例えば今日、世界から春が消えても。
スマホを見ていたエマは壁掛け時計と担任、そして僕達へと目線を目まぐるしく動かし、ヤマちゃんこと大和の首根っこを引っ掴んで元の席へ戻って行った。


「誰あの子、転入生?」

「小柄で可愛いな」


それと同時に、女子に目がない卑劣な男共が小声で囁きあっているのが耳に入る。


でも僕は、エマが掛けてくれた言葉にも男子達の囁きにも何の反応も示さず、ただ机に頬杖を付いて窓の外を眺めた。



天が流したあの雨粒の1つとなり、そのまま地面に落下して死ねたらどれ程楽だろうか、と考えながら。



「では、HRの前に転入生を紹介します。
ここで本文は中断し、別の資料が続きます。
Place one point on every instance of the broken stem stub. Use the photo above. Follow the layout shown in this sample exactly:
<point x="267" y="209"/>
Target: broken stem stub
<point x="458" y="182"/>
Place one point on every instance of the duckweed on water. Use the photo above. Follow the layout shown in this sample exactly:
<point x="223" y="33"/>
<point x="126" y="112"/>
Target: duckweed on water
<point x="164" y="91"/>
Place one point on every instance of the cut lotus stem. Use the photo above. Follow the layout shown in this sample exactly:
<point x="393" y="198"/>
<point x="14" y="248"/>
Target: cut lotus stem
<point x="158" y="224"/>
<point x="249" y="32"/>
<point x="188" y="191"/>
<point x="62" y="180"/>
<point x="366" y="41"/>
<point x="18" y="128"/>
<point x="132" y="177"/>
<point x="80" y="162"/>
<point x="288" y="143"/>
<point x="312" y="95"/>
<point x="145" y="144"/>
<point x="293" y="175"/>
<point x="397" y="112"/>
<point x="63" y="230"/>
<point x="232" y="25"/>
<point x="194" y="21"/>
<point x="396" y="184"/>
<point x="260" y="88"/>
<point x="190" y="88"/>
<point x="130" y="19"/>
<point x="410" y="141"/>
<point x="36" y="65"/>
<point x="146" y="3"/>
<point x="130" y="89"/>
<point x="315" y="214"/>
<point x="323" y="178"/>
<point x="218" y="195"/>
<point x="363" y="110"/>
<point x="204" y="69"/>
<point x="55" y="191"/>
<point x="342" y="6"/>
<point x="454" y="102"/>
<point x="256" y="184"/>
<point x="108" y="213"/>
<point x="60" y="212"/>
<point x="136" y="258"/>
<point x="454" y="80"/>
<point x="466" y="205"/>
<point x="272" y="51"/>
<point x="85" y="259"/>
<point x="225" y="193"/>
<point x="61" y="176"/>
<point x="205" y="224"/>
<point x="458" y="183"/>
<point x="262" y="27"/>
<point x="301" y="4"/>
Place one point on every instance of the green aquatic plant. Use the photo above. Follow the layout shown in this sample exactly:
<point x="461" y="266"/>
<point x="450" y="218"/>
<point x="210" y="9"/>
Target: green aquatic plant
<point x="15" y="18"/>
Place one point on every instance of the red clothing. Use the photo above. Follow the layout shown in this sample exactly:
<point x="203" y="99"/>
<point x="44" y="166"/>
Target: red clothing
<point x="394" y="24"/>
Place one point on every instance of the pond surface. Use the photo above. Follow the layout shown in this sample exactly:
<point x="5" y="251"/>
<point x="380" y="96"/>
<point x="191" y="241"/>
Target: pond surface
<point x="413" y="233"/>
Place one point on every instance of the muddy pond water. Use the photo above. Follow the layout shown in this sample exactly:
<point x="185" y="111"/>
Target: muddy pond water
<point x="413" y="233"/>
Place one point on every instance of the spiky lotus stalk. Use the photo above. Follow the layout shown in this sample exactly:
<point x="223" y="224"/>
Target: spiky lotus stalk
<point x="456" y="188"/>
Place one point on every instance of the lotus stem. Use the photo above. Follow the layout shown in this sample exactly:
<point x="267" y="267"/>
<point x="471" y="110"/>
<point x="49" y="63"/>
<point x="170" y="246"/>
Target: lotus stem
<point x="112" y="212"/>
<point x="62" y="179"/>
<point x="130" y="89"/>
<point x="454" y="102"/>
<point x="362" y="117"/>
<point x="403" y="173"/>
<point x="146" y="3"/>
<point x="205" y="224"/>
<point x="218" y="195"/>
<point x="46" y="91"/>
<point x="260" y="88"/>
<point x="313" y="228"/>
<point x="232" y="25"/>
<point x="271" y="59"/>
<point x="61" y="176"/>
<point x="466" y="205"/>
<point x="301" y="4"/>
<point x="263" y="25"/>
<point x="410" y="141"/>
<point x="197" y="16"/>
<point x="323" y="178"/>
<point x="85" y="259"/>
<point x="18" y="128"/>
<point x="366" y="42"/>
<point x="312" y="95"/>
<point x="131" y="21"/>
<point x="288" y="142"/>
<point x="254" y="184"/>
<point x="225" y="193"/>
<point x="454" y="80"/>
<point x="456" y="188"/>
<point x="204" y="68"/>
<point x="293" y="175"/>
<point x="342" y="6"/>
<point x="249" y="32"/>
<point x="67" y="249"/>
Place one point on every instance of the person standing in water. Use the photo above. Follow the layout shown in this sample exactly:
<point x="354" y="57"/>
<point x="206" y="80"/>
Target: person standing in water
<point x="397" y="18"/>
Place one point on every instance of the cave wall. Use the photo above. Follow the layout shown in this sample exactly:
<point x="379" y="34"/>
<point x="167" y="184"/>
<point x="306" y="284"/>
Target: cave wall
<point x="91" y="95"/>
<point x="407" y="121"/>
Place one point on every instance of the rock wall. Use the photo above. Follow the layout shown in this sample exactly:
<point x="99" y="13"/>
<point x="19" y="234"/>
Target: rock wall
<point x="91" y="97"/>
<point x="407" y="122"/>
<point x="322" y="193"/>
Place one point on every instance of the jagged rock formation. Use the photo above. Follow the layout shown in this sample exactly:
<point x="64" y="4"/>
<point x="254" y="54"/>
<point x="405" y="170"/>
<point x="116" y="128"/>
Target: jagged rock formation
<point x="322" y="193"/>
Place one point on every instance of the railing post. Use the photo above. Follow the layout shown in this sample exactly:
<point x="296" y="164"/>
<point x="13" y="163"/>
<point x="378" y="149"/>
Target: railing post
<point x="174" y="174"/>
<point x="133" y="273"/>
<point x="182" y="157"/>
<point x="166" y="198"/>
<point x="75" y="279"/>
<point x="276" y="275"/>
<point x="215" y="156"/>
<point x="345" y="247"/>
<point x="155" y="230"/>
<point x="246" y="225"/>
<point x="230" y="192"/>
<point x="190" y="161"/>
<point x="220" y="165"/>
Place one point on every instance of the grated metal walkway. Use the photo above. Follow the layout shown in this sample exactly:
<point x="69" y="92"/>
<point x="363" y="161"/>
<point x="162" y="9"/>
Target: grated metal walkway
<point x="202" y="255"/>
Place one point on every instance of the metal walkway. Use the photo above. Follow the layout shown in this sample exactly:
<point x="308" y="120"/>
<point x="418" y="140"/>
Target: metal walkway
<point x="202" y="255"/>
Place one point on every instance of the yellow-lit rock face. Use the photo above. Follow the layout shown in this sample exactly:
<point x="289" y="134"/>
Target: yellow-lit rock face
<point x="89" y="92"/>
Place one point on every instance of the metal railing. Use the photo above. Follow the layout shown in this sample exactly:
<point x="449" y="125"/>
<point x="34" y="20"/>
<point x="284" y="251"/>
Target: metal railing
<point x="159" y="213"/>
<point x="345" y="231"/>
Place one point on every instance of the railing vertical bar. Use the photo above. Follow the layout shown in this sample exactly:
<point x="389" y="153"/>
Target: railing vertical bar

では、簡単な自己紹介をお願いします」


そんな事を考えているうちに、先生が勝手に話を始めてしまっていたらしく。


僕の目は、窓に映る担任とその隣に立つ少女に焦点を合わせた。



「初めまして、飯野 さくら(いいの さくら)です。親の仕事の都合で引っ越してきました。これからよろしくお願いします」


先生の顔1つ分以上は背の低い彼女の口が動き、高く滑らかな声が鼓膜を震わせる。


その口調はおっとりとしていて、彼女は、窓越しに見える大きな二重の瞳を細めてクラスメイトに笑いかけていた。


でも。


「え、さくら…?」

「名前、あれだよね?」


先程まで小柄で可愛いだのと感想を漏らしていた男達は、一斉に手の平を返してある事を囁き始めた。